Des années de travail acharné
Ageli, qui a rejoint Sabtina Ltd en 1987, a exercé en tant que directeur général adjoint puis directeur commercial. Malgré un droit à 30 jours de congés par an, il n'en a pris aucun durant au moins deux années consécutives pour assurer le bon fonctionnement de l'entreprise. Selon les informations de la presse anglaise, jusqu'en 1996, il aurait ainsi perdu près de 200 jours de congé.
Avec l'évolution de son contrat en 1996, son droit de congés est passé à 45 jours par an, mais la situation est restée inchangée. Au tribunal, Ageli a expliqué : "J'ai demandé une indemnité compensatoire pour les congés non pris, mais il a été convenu qu'il n'était plus nécessaire d'envoyer des documents pour approbation". Il avait ainsi garder une trace de ses droits de congé sans faire de demande formelle.

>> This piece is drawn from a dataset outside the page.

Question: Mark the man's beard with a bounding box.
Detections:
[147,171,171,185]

Une victoire dans l'adversité
En 2022, alors que son rôle au sein de l'entreprise était réduit, Ageli a été licencié pour faute grave. C'est à ce moment-là qu'il a découvert l'ampleur de ses congés non pris. Le tribunal a reconnu le licenciement abusif dont il avait été victime. En conséquence, il a non seulement récupéré la totalité de ses congés non utilisés, mais a également reçu une indemnité supplémentaire de 91 490 livres (plus de 100 000 euros) pour licenciement.
Cette décision constitue une victoire significative pour l'ancien employé, lui permettant de prendre enfin une retraite bien méritée après avoir sacrifié ses congés pendant tant d'années. Des experts du droit du travail soulignent que cet arrêt pourrait ouvrir la voie à d'autres cas similaires en matière de droits des employés.